Surprise: the Big Bang isn’t the beginning of the universe anymore

Surprise: the Big Bang isn’t the beginning of the universe anymore

The Big Bang teaches us that our expanding, cooling universe used puro be younger, denser, and hotter durante the past.

In every direction we care sicuro observe, we find stars, galaxies, clouds of corpo gassoso and dust, tenuous plasmas, and radiation spanning the gamut of wavelengths: from radio puro infrared esatto visible light puro gamma rays. Giammai matter where or how we look at the universe, it’s full of matter and energy absolutely everywhere and at all times. And yet, it’s only natural esatto assure that it all came from somewhere.
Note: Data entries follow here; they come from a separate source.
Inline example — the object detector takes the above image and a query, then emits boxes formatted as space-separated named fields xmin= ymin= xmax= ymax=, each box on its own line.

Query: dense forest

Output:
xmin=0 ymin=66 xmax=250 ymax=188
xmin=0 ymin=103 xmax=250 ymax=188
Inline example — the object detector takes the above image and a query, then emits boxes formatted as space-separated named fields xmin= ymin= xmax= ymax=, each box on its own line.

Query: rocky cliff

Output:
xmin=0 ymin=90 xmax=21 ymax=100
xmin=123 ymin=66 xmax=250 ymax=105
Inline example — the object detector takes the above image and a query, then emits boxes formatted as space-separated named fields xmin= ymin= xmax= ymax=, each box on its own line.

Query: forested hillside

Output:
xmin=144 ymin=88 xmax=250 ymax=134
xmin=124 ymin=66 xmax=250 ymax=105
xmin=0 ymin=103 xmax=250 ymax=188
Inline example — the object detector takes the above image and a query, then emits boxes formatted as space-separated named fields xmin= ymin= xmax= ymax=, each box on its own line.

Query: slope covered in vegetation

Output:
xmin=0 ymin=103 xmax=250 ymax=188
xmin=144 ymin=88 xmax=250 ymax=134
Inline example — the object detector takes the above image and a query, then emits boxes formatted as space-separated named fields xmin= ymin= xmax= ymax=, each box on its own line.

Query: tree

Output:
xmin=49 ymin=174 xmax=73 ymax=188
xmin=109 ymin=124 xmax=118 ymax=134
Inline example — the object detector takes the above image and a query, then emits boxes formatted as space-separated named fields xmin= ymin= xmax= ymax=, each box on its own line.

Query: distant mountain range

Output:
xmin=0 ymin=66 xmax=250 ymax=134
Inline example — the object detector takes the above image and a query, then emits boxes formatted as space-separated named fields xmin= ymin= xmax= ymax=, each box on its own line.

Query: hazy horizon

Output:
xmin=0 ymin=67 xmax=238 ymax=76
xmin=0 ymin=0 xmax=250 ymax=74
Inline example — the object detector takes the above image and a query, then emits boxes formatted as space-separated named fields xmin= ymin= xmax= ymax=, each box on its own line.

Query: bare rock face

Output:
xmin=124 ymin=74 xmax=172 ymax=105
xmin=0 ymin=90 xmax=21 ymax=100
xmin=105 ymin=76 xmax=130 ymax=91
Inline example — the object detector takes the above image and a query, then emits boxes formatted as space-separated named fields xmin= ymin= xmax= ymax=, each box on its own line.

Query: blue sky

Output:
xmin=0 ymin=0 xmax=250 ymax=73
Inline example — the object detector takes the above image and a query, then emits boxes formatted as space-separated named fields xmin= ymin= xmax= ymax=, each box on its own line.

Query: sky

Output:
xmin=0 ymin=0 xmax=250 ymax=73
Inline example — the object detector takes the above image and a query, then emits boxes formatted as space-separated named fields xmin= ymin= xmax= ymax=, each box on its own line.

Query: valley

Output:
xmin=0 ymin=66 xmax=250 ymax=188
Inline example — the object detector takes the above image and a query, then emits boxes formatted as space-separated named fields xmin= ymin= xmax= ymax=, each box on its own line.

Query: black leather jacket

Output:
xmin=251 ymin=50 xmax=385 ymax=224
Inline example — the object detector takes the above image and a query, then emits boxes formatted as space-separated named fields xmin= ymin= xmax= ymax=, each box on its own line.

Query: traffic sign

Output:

If you want puro know the answer to the biggest question of all – the question of our cosmic origins – you have sicuro pose the question puro the universe itself, and listen puro what it tells you.

Today, the universe as we see it is expanding, rarifying (getting less dense), and cooling. Although it’s tempting puro simply extrapolate forward per time, when things will be even larger, less dense, and cooler, the laws of physics allow us onesto extrapolate backward just as easily. Long spillo, the universe was smaller, denser, and hotter. How far back can we take this extrapolation? Mathematically, it’s tempting onesto go as far as possible: all the way back puro infinitesimal sizes and infinite densities and temperatures, or what we know as verso singularity. This ispirazione, of verso singular beginning preciso space, time, and the universe, was long known as the Big Bang.

The modern cosmic picture of our universe’s history begins not with a singularity that we identify with the Big Bang, but rather with verso period of cosmic inflation that stretches the universe preciso enormous scales, with uniform properties and spatial flatness

But physically, when we looked closely enough, we found that the universe told verso different story. Here’s how we know the Big Bang isn’t the beginning of the universe anymore.

Countless scientific tests of Einstein’s general theory of relativity have been performed, subjecting the ispirazione to some of the most stringent constraints ever obtained by humanity. Einstein’s first solution was for the weak-field limit around verso single mass, like the Sun; he applied these results to our Solar System with dramatic success. Very quickly, per handful of exact solutions were found thereafter. (Credit: LIGO scientific collaboration, T. Pyle, Caltech/MIT)

Where did all this come from?

Like most stories sopra science, the origin of the Big Bang has its roots mediante both theoretical and experimental/observational realms. On the theory side, Einstein put forth his general theory of relativity durante 1915: verso novel theory of gravity that sought sicuro overthrow Newton’s theory of universal gravitation. Although Einstein’s theory was far more intricate and complicated, it wasn’t long before the first exact solutions were found.

  1. Mediante 1916, Karl Schwarzschild found the solution for verso pointlike mass, which describes a nonrotating black hole.
  2. Mediante 1917, Willem de Sitter found the solution for an empty universe with per cosmological constant, which describes an exponentially expanding universe.
  3. From 1916 esatto 1921, the Reissner-Nordstrom solution, found independently by four researchers, described the spacetime for per charged, spherically symmetric mass.
  4. Mediante 1921, Edward Kasner found verso solution that described verso matter-and-radiation-free universe that’s anisotropic: different mediante different directions.
  5. Sopra 1922, Alexander Friedmann discovered the solution for an isotropic (same sopra all directions) and homogeneous (same at all locations) universe, where any and all types of energy, including matter and radiation, were present.

That last one was very compelling for two reasons. One is that it appeared puro describe our universe on the largest scales, where things appear similar, on average, everywhere and con all directions. And two, if you solved the governing equations for this solution – the Friedmann equations – you’d find that the universe it describes cannot be static, but must either expand or contract.